Yes, that’s perfectly fine! I think it is great to get to know all the functions which might later prove in different contexts. When using full_join() for adding rows on top of each other, remember to always specify all the columns by which the function should join the two tables (otherwise they might be added next to each other instead).

d) Combining tables with filtering joins

Another group of joins which is useful to know about are filtering joins.

semi_join(x, y) finds all the observations in x that have a match in y.

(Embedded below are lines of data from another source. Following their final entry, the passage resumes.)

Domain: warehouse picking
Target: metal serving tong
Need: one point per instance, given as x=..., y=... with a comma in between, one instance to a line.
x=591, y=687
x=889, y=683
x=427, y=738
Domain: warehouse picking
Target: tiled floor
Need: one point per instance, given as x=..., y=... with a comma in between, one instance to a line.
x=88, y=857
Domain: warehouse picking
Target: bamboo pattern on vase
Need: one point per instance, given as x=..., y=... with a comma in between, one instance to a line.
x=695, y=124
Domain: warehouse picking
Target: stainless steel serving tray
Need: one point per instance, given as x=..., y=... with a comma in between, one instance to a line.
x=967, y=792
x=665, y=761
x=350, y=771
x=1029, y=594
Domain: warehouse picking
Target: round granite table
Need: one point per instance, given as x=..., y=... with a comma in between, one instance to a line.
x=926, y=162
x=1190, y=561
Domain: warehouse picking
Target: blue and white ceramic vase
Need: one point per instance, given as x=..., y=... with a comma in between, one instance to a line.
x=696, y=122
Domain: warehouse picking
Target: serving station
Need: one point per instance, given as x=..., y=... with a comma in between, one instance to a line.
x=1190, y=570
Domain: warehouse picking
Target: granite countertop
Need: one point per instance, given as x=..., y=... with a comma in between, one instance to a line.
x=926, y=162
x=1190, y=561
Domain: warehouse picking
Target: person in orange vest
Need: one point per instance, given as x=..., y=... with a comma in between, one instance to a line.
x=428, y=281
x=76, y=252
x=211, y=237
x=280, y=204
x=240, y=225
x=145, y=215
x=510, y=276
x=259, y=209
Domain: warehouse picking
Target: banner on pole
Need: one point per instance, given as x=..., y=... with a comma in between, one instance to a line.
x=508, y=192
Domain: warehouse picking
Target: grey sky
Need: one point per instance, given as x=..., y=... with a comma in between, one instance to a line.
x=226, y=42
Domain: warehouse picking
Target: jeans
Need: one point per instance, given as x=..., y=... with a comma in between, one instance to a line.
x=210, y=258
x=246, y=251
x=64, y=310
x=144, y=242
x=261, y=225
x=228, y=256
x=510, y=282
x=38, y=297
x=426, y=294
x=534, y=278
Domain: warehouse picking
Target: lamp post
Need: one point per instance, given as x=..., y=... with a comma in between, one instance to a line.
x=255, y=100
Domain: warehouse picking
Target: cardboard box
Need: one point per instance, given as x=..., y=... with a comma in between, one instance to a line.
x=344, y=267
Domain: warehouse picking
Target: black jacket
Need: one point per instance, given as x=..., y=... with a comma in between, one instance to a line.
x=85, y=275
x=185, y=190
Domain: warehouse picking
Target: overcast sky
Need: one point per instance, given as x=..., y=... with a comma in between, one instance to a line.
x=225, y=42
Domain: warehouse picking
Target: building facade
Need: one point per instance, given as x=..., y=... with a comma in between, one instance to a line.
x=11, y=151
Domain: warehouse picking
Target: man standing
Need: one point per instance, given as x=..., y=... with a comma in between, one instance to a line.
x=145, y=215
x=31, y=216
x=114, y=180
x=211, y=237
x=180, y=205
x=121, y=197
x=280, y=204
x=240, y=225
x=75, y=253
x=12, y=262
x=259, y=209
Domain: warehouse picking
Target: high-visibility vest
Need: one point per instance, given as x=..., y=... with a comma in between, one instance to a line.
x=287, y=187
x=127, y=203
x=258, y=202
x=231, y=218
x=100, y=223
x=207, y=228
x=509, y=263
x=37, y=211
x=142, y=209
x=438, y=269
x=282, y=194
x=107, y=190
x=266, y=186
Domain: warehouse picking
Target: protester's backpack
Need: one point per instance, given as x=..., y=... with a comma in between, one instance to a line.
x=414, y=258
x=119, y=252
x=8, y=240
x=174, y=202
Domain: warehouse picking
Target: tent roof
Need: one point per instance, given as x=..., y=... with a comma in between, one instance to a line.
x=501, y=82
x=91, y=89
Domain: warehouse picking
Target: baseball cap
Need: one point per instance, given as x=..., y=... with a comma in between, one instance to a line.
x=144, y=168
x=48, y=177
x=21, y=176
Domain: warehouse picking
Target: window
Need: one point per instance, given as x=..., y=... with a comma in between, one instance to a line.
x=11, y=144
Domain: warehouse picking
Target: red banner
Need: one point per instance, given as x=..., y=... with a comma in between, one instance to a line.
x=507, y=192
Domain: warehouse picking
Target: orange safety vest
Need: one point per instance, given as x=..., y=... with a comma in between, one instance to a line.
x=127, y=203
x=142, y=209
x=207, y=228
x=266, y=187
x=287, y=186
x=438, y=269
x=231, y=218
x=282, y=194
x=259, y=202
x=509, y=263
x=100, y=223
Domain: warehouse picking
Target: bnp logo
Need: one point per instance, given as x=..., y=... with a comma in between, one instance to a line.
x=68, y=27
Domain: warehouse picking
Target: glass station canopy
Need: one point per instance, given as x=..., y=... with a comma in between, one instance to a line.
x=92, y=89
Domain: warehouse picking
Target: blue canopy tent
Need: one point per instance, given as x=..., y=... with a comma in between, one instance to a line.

anti_join(x, y) removes all the observations in x that have a match in y.

# d) Filtering joins ----

semi_join(animal_weight, animal_meal, by = c("id" = "IDs"))  # returns `animal_weight` dataset apart from rows of which `id` is not present in `animal_meal`

anti_join(animal_weight, animal_meal, by = c("id" = "IDs"))  # returns only one row from `animal_weight` of which `id` was not present in `animal_meal`

So, as you have seen with the code above, filtering joins allow you to filter the x dataset based on the matches with y dataset. We’re not going to use them any further, but remember that semi_join() and anti_join() can be useful to identify matches or mismatches in the datasets.

e) Challenge

Well done! You should now have some understanding of the different types of joining tables and of the diverse functions that can be used to do that in R!

Actually, while you were testing all the functions, your research partner collected 10 more observations!

# e) Challenge ----

animal_new <- read.csv("data/animal_new.csv")
str(animal_new)  # check the dataset

Now, take the challenge to create a final_animal table by combining animal_new with your table animal_joined!

Click here for the solution!

Solution:

animal_final <- animal_joined %>%
  full_join(animal_new,
            by = c("id" = "ID", "animal" = "Animals", "weight", "meal" = "Meal"))

Notice that bind_rows() was not appropriate here because the column order was different between the two tables. full_join() allowed us to specify which columns are corresponding to each other between the two tables, and also to indicate that despite of the different spelling, the names were still referring to the same variables.

Now let’s visualise what is the meal type and average weight for each animal type you found (fig. 3). If you are not familiar with ggplot2 and you would like to learn to use it, head to the Coding Club tutorial on data visualisation!

# Libraries
library(ggplot2)    # one of the tidyverse packages for beautiful graphs
library(gridExtra)  # for the panel

# Barplot of diet
(barplot <- ggplot(animal_final, aes(animal, fill = meal)) +
  geom_bar(alpha = 0.8) +
  labs(title = "Diversity of meals", x = NULL) +
  scale_fill_brewer(palette = "Set3", type = "seq", na.value = "grey") +
  theme_minimal() +
  theme(plot.title = element_text(size = 14, hjust = 0.5, face = "bold"),
        plot.margin = unit(c(0.5, 0.5, 0.5, 0.5), units = , "cm")))

# Boxplot of weight
(boxplot <- ggplot(animal_final) +
  geom_boxplot(aes(animal, weight, fill = animal), alpha = 0.5, position = "dodge2") +
  scale_y_continuous(limits = c(0, 30)) +
  labs(title = "Mean weights of animals", x = NULL, y = "Weight (kg)") +
  theme_minimal() +
  theme(plot.title = element_text(size = 14, hjust = 0.5, face = "bold"),
        plot.margin = unit(c(0.5, 0.5, 0.5, 0.5), units = , "cm")))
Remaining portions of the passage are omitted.